Shannon had led the 2nd Infantry Division’s Ghost Recon Platoon until he was felled in a gun battle in Ramadi. He liked the solitary work of a sniper; “Lone Wolf” was his call name. But he did not expect to be left alone by the Army after such serious surgery and a diagnosis of post-traumatic stress disorder. He had appointments during his first two weeks as an outpatient, then nothing.

“I thought, ‘Shouldn’t they contact me?’ ” he said. “I didn’t understand the paperwork. I’d start calling phone numbers, asking if I had appointments. I finally ran across someone who said: ‘I’m your case manager. Where have you been?’

As if that weren’t bad enough, contempt for the injured is standard operating procedure.

Maj. Gen. George W. Weightman, commander at Walter Reed, said in an interview last week that a major reason outpatients stay so long, a change from the days when injured soldiers were discharged as quickly as possible, is that the Army wants to be able to hang on to as many soldiers as it can, “because this is the first time this country has fought a war for so long with an all-volunteer force since the Revolution.”

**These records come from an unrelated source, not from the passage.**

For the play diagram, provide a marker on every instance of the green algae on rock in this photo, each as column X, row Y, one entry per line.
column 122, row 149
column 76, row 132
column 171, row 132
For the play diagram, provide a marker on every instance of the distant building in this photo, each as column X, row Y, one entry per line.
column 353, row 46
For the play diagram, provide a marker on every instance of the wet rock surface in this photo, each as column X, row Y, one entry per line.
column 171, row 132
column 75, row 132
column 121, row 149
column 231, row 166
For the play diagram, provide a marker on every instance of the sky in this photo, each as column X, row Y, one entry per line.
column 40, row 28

That emphasis is mine because I just can’t stand it. That is so far beyond the bounds of decency I want to sit up and bark like a dog so I don’t have to share a species with douchebags like this:

Part of the tension at Walter Reed comes from a setting that is both military and medical. Marine Sgt. Ryan Groves, the squad leader who lost one leg and the use of his other in a grenade attack, said his recovery was made more difficult by a Marine liaison officer who had never seen combat but dogged him about having his mother in his room on post. The rules allowed her to be there, but the officer said she was taking up valuable bed space.

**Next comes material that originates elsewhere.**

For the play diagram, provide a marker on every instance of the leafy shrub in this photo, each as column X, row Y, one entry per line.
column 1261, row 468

“When you join the Marine Corps, they tell you, you can forget about your mama. ‘You have no mama. We are your mama,'” Groves said. “That training works in combat. It doesn’t work when you are wounded.”

Whether you are military or civilian, you know – or you should know – that in their most vulnerable state, patients absolutely need someone watching out for them. Even the most attentive medical practioners make mistakes, let alone caregivers who can’t actually find their patients. It should be the military looking out, but apparently the military cares more about keeping up its numbers than caring for its constituent individuals.

I could toss my waffles. I could just puke.